IIP growth slows to 4.1%, rates & global woes bite

India’s industrial output grew at an anaemic pace of 4.1% in August, a notch slower than its expansion a year ago. Output as measured by the index of industrial production (IIP) grew slower as mining output contracted and overall demand and investment suffered thanks to high interest rates and a bleak global outlook. Economists said that despite the slippage, which is sure to reflect in GDP data for the July-September quarter, the Reserve Bank of India (RBI) is expected to focus on combating inflation, which was uncomfortably high at 9.78% in August, and raise benchmark lending rates by another 25 basis points on October 25.

India’s GDP grew 7.7% in April-June, the slowest pace in six quarters. The RBI, which has stuck to its 8% growth forecast for the fiscal, might pare down its estimate a bit. The September inflation rate is expected to be around the August figure, according to independent surveys, but the central bank’s optimism that the rate would ease to 7% by March is not shared by many as a weak rupee could inflate import costs.

The RBI will change its policy stance only if inflation eases and further rate hikes will depend on the price rise situation, said deputy governor Subir Gokarn. “It (further rate hike) depends on the inflation situation,” he said. “We raise rates not because it is an end in itself. To the extent we see the problem persisting, then there is a basis to raise rates, but if we see the problem is starting to ease off, then that would provide the basis for a change,” he added.

Finance minister Pranab Mukherjee said: “It is a bit disappointing and it may affect GDP in the second quarter.” Officials in the finance ministry, however, found solace in the trend that industrial output shows better results in the second half of the fiscal.

Capital goods output, a barometer of investment activity and which has shown high volatility in recent months, recovered a bit from a negative growth of 13.75% in July to 3.9% in August.

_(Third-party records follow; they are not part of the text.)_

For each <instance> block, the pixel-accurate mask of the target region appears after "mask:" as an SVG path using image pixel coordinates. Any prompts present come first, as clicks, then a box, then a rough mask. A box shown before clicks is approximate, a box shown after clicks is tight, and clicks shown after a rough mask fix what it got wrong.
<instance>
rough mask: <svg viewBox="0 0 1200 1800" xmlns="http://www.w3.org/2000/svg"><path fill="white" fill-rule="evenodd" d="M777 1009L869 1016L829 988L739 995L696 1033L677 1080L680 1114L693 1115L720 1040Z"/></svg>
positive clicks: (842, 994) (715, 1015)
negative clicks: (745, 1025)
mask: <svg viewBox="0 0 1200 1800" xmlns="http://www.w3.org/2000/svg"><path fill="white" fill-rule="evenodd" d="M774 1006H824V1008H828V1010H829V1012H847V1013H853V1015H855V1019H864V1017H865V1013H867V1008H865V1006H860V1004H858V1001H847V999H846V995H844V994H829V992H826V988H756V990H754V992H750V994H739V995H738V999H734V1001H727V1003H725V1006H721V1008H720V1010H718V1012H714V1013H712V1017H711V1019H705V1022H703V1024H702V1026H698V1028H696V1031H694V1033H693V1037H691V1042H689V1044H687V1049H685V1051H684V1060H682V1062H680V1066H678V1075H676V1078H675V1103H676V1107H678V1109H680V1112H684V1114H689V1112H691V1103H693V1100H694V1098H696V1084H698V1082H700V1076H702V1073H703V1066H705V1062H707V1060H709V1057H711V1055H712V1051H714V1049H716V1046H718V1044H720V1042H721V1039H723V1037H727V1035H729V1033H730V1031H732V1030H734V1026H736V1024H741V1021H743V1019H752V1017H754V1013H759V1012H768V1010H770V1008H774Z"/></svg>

A slump in consumption demand was evident in the unimpressive 3.7% growth in consumer goods in August, compared to 4.6% growth in the corresponding month a year ago. A saving grace in the Central Statistical Office data released on Wednesday was a healthy 9.5% growth in electricity output in August, compared to a mere 1% growth a year ago.

Industrial output growth in August is the slowest since June, when an 8.8% expansion was reported before it spiraled down into a revised a 3.8% growth in July. Manufacturing, which accounts for three-fourth of industrial output, grew at a tepid 4.5% in August compared to a year ago and 3.14% in July. Mining output contracted 3.4% in August, against a 5.9% growth in the corresponding month last year suggesting it will eventually eat into the growth of electricity generation and steel production. Power generation grew at 9.5% in August from a low base of 1% a year ago.

Economists said it is difficult to draw a conclusion about the prospects of the economy from the capital goods data as it is highly volatile. However, feedback from the industry indicates that the order pipeline is dwindling due to the poor investment climate, they said. India’s exports grew 36.3% in September from a year ago to $24.8 billion, commerce secretary Rahul Khullar said on Wednesday, even as he saw a sign of deceleration given that the growth in August was an even higher 44.3%.

“There is no comfort on the inflation front, whereas there is rising discomfort on the growth front. Unless there is some relief on inflation, RBI’s tight monetary stance is likely to continue,” said Crisil director and principal economist DK Joshi, who expects a 25-basis point increase in the rate at which the central bank lends to and borrows from banks. RBI has raised the key repo rate 12 times since March 2010 to 8.25%, leading to higher borrowing costs that has affected consumer spending and growth. Consumer goods output grew at 3.7% in August compared to a 4.6% growth a year ago. Within this category, consumer durables production expanded by 4.6% in the month, nearly half the pace at which it grew a year ago.